В одном из писем к Гофману внучка Пушкина писала: «Что касается до имеющегося неизвестного дневника (1100 страниц) и других рукописей деда, то я не имею права продавать их, так как, согласно воле моего покойного отца, дневник деда не может быть напечатан раньше, чем через сто лет после его смерти, т. е. раньше 1937 года». Вскоре Гофман приехал в Константинополь. Однако муж Елены Александровны отказался не только продать, но и показать дневник. Супруги сообщили, что собираются уезжать в Южную Африку. Почему именно в Южную Африку — этого они не объяснили. В ответ на замечание Гофмана об огромном риске и ответственности, которую они берут на себя, увозя рукопись Пушкина, Розенмайер сказал буквально следующее: «Не беспокойтесь. Дневник находится в очень надежном и безопасном месте». Обо всем этом Гофман написал в 1925 году в своей статье.
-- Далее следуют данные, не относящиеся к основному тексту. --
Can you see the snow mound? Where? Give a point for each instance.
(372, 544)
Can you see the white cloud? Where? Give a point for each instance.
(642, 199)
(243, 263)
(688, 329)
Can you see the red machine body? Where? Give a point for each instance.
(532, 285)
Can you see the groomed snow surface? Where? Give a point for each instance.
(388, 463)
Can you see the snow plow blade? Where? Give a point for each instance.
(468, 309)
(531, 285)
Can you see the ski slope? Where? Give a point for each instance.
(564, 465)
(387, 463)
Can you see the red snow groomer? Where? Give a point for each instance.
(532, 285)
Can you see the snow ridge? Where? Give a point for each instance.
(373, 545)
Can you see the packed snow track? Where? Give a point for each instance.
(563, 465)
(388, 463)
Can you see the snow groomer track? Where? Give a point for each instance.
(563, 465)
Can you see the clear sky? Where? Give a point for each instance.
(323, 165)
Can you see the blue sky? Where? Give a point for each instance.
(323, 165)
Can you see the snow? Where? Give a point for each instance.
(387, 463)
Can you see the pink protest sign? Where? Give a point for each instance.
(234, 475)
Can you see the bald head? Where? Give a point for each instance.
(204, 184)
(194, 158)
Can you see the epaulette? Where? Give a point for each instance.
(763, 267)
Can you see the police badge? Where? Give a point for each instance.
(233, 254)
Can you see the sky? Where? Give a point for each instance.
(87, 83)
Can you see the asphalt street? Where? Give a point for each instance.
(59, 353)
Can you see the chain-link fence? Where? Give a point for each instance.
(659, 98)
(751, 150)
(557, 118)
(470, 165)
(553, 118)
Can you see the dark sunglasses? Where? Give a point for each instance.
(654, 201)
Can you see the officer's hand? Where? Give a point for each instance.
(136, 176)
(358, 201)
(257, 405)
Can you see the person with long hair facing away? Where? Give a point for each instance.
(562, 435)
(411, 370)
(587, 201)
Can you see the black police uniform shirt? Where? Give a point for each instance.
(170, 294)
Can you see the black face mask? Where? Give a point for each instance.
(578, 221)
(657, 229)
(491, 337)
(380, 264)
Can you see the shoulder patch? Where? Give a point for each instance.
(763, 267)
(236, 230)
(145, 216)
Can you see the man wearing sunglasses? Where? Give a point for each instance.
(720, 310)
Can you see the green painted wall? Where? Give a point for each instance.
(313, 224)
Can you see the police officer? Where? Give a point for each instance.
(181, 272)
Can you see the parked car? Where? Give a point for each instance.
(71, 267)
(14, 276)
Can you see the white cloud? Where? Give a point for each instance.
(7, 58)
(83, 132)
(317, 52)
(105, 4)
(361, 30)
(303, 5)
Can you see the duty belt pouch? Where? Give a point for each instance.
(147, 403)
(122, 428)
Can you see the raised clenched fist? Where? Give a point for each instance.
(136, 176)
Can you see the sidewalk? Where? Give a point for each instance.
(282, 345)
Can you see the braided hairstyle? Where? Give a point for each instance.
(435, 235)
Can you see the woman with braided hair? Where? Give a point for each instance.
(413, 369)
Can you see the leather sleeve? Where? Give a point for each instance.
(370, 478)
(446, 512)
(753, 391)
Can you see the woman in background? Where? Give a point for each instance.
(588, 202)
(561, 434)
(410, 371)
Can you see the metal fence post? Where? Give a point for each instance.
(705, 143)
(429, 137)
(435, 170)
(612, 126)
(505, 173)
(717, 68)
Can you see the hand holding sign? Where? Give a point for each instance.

А были ли вообще у Е. А. Розенмайер вещи, принадлежавшие Пушкину, и не была ли вся эта история мистификацией, стремлением привлечь к себе внимание? Оказывается, были; история эта имела продолжение. По свидетельству Лифаря, известного собирателя «пушкинианы», в начале тридцатых годов Е. А. Розенмайер вернулась из Южной Африки и поселилась в Ницце. Лифарь посетил ее и действительно приобрел у нее несколько пушкинских реликвий, в том числе печатку поэта, его гусиное перо и акварельный портрет Натальи Николаевны. В ответ на расспросы о дневнике она дала адрес некоего лица в Константинополе, которое, по ее словам, знает местонахождение дневника. Эмиссар Лифаря прибыл в Константинополь, нашел указанное лицо и после этого отправился в Хельсинки, где проживал предполагаемый владелец драгоценной рукописи. Вскоре Лифарь получил сообщение из Хельсинки, что за дневник Пушкина запрашивают астрономическую сумму. Потребовалось время, чтобы найти эти огромные деньги, но когда они нашлись, было уже поздно: дневник якобы ушел в какие-то другие руки. Брат Е. А. Розенмайер Николай Александрович Пушкин, живший в те годы в Брюсселе, выражал некоторое сомнение в полной достоверности ее сообщений. По его мнению, она была экзальтированной и неуравновешенной особой.